Re: Otter vs. Yudkowsky

From: Eliezer S. Yudkowsky (sentience@pobox.com)
Date: Mon Mar 13 2000 - 17:45:18 MST


Otter and I appear to agree on the following:

1) AI motivations are a coinflip: They might be nice, they might wipe
us out. This is the consequence of several assertions on which we both
agree, such as (2) you can't coerce a sufficiently advanced mind, even
if you get to write the source code; (3) it's not known whether
sufficiently advanced minds acquire motivations of their own, or whether
they simply operate on momentum.

The points in dispute are these:

1) From a strictly selfish perspective, does the likely utility of
attempting to upload yourself outweigh the utility of designing a Sysop
Mind? Sub-disputes include (2) whether it's practically possible to
develop perfect uploading before China initiates a nanowar or Eliezer
runs a seed AI; (3) whether the fact that humans can be trusted no more
than AIs will force your group to adopt a Sysop Mind approach in any
case; (4) whether telling others that the Transtopians are going to
upload and then erase the rest of humanity will generate opposition
making it impossible for you to gain access to uploading prerequisite technologies.

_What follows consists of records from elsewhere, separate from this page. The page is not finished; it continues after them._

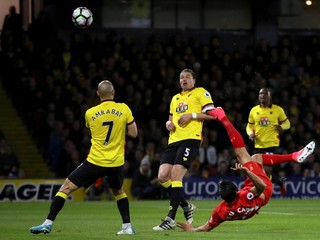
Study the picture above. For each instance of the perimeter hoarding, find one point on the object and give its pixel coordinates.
(207, 188)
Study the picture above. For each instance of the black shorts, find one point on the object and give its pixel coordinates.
(182, 152)
(87, 173)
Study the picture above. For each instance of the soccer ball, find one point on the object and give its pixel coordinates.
(82, 17)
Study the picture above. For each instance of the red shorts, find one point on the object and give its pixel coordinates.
(257, 169)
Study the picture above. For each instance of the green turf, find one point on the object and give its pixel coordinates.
(280, 219)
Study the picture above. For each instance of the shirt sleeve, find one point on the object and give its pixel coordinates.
(215, 218)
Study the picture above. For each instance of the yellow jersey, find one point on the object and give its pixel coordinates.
(191, 101)
(262, 120)
(108, 124)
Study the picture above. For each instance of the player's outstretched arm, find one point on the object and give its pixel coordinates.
(259, 184)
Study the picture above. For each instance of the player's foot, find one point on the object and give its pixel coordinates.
(305, 152)
(217, 113)
(165, 225)
(188, 214)
(128, 230)
(43, 228)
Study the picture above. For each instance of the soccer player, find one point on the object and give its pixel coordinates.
(257, 188)
(185, 126)
(108, 122)
(265, 122)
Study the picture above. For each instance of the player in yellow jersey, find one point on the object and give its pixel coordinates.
(265, 122)
(109, 122)
(185, 127)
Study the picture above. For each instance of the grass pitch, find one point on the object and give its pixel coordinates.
(280, 219)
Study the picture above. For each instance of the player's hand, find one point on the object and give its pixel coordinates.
(185, 226)
(239, 168)
(184, 120)
(170, 126)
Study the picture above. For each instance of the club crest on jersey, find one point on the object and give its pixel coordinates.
(182, 107)
(264, 121)
(207, 94)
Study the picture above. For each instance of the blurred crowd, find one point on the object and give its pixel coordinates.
(56, 75)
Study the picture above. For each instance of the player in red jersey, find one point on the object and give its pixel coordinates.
(257, 188)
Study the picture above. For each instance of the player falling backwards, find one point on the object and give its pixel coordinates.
(257, 188)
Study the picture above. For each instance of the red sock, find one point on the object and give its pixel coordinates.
(274, 159)
(234, 135)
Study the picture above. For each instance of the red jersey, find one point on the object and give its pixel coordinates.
(246, 204)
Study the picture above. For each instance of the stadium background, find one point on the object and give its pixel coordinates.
(141, 46)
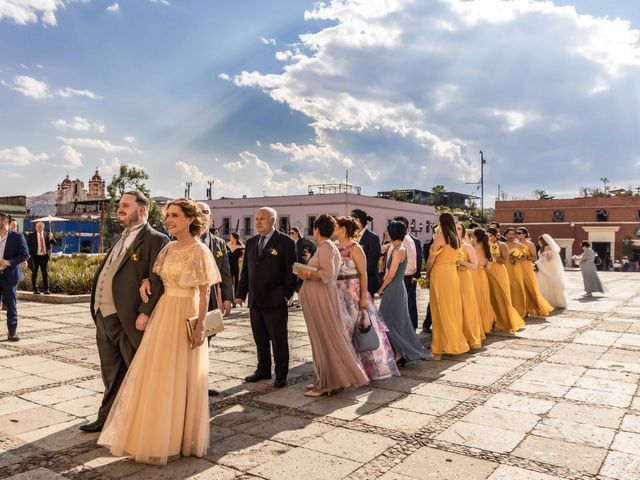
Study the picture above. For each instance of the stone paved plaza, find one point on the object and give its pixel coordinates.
(558, 400)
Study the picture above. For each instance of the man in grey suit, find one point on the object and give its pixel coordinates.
(116, 307)
(222, 293)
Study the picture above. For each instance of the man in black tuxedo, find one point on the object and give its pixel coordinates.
(118, 311)
(13, 251)
(39, 244)
(269, 281)
(370, 243)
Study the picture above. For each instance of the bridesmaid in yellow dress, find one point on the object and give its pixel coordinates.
(481, 248)
(506, 316)
(471, 320)
(537, 305)
(444, 292)
(162, 408)
(516, 282)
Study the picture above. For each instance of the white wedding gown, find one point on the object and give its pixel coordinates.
(550, 275)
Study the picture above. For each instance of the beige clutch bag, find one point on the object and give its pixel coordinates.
(212, 324)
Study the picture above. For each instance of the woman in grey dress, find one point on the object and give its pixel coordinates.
(588, 268)
(393, 306)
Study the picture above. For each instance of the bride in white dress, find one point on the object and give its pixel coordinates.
(550, 274)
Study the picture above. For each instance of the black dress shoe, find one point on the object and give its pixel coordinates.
(280, 382)
(256, 377)
(92, 427)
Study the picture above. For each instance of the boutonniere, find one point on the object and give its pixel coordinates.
(134, 255)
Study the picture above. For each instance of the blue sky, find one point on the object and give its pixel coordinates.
(267, 97)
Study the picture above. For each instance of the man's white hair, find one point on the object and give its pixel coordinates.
(271, 211)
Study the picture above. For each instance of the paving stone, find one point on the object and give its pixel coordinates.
(358, 446)
(432, 464)
(481, 436)
(300, 463)
(562, 454)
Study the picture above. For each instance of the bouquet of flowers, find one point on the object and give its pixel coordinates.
(515, 254)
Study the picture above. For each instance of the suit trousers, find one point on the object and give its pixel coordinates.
(40, 262)
(8, 293)
(116, 354)
(270, 324)
(410, 285)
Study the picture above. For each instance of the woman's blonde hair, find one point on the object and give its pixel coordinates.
(191, 210)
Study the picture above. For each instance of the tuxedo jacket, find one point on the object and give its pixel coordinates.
(268, 279)
(129, 276)
(370, 243)
(221, 256)
(32, 242)
(16, 251)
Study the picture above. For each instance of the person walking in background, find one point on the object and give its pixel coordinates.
(13, 251)
(412, 272)
(393, 305)
(116, 306)
(536, 303)
(588, 269)
(236, 251)
(370, 243)
(353, 292)
(162, 409)
(268, 280)
(444, 292)
(40, 243)
(335, 362)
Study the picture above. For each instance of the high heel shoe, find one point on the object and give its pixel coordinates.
(318, 393)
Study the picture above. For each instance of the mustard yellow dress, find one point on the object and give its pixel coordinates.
(471, 320)
(537, 305)
(516, 283)
(506, 316)
(446, 306)
(481, 290)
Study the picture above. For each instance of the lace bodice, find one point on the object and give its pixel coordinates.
(186, 268)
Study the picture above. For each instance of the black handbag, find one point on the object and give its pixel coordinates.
(365, 338)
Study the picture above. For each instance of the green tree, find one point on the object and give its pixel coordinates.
(130, 178)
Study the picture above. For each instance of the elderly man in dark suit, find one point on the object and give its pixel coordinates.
(221, 293)
(39, 243)
(13, 251)
(370, 243)
(269, 281)
(116, 306)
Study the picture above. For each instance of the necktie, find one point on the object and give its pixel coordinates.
(263, 240)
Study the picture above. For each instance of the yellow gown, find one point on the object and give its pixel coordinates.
(537, 305)
(506, 316)
(446, 305)
(471, 320)
(481, 289)
(516, 284)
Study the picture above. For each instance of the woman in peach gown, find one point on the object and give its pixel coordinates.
(162, 408)
(516, 282)
(506, 316)
(444, 292)
(537, 305)
(482, 250)
(471, 321)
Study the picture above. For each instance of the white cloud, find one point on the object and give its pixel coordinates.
(24, 12)
(80, 124)
(97, 144)
(69, 157)
(20, 156)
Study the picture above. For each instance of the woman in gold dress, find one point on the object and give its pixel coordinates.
(444, 292)
(506, 316)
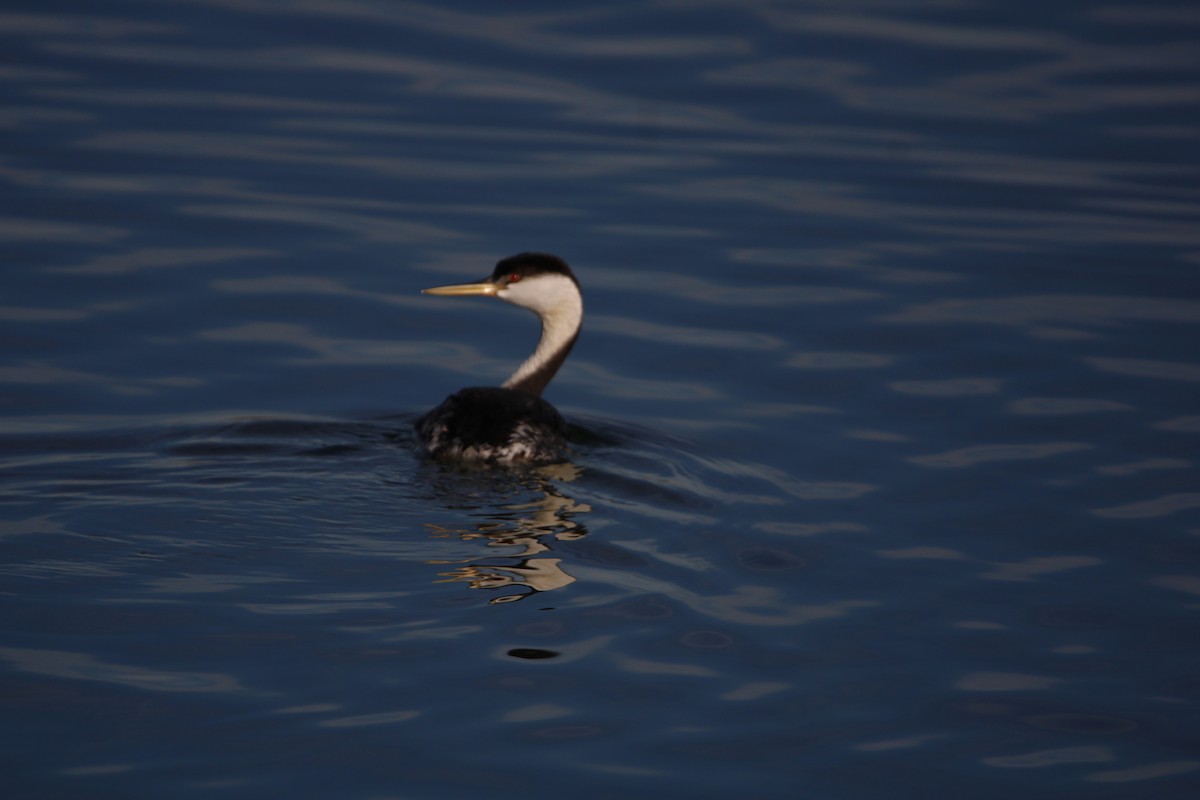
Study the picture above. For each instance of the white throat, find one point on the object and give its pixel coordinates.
(558, 304)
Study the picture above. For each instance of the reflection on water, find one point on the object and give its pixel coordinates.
(529, 530)
(883, 464)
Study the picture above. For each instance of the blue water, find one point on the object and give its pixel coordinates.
(886, 422)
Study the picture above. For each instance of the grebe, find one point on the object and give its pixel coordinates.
(513, 422)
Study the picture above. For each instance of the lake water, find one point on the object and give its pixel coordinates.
(885, 413)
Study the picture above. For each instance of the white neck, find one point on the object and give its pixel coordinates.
(558, 304)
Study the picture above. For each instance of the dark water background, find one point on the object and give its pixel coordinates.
(887, 400)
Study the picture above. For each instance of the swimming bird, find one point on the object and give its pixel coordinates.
(511, 422)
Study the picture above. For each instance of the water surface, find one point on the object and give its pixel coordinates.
(883, 479)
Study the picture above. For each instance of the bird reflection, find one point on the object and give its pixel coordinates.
(531, 527)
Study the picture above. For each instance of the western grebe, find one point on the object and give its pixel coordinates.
(513, 422)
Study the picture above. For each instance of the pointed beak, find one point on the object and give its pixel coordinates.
(460, 289)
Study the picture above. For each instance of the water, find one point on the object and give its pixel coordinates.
(885, 411)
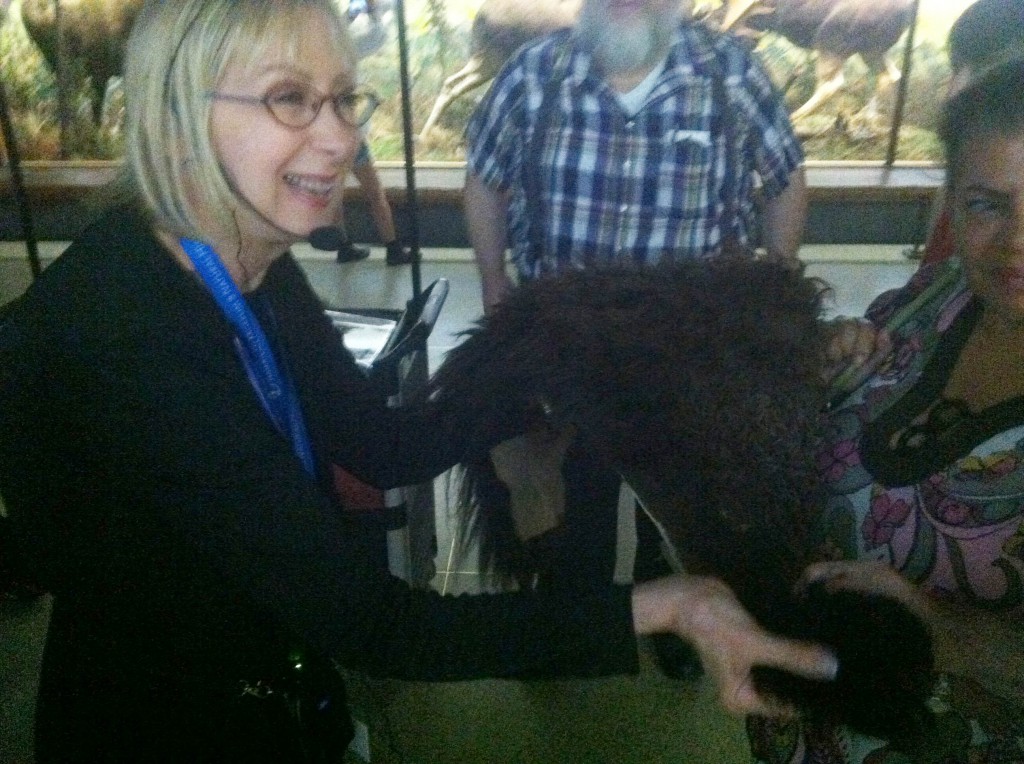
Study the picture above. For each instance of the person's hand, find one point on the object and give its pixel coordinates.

I think that enough of the disputed points are dependent upon concrete
facts to establish an unambiguous rational answer in favor of seed AI.

"D.den Otter" wrote:
>
> Well, it's certainly better than nothing, but the fact remains that
> the Sysop mind could, at any time and for any reason, decide

If it doesn't happen in the first few hours, you're safe forever.

> that it has better things to do than babysitting the OtterMind,
> and terminate/adapt the latter. Being completely at someone's
> something's mercy is never a good idea.

And here we come to the true crux of the problem. You don't want to be
at someone else's mercy. You don't want to entrust your fate to the
hidden variables. You want to choose a course of action that puts you
in the driver's seat, even if it kills you. You're prejudiced in favor
of plans that include what look like forceful actions against those
yucky possibilities, even if the actions are ineffective and have awful
side effects. This is the same intuitive underpinning that underlies
Welfare, bombing Kosovo and the War on Drugs.

Screw personal independence and all such slogans; the fundamental
principle of Transhumanism is *rationality*. If maintaining personal
control is dumb, then you shouldn't do it.

> Who monitors the Sysop?

I've considered the utility of including a "programmer override", but my
current belief is that the social anxiety generated by planning to
include such an override has a negative utility that exceeds the danger
of not having an override. We'll just have to get it right the first
time (meaning not flawlessness but flaw tolerance, of course).

> Self-defense excluded, I hope. Otherwise the OtterMind would
> be a sitting duck.

No, the Sysop Mind would defend you.

> Let's look at it this way: what if the government proposed a
> system like this, i.e. everyone gets a chip implant that will
> monitor his/her behaviour, and correct it if necessary so that
> people no longer can (intentionally) harm eachother. How
> would the public react? How would the members of this list
> react? Wild guess: most wouldn't be too happy about it
> (to use a titanic understatement). Blatant infringement of
> fundamental rights and all that. Well, right they are. Now,
> what would make this system all of a sudden "acceptable"
> in a SI future? Does an increase in intelligence justify
> this kind of coercion?

What makes the system unacceptable, if implemented by humans, is that
the humans have evolved to be corruptible and have an incredibly bad
track record at that sort of thing. All the antigovernmental heuristics
of transhumanism have evolved from the simple fact that, historically,
government doesn't work. However, an omniscient AI is no more likely to
become corrupt than a robot is likely to start lusting after human women.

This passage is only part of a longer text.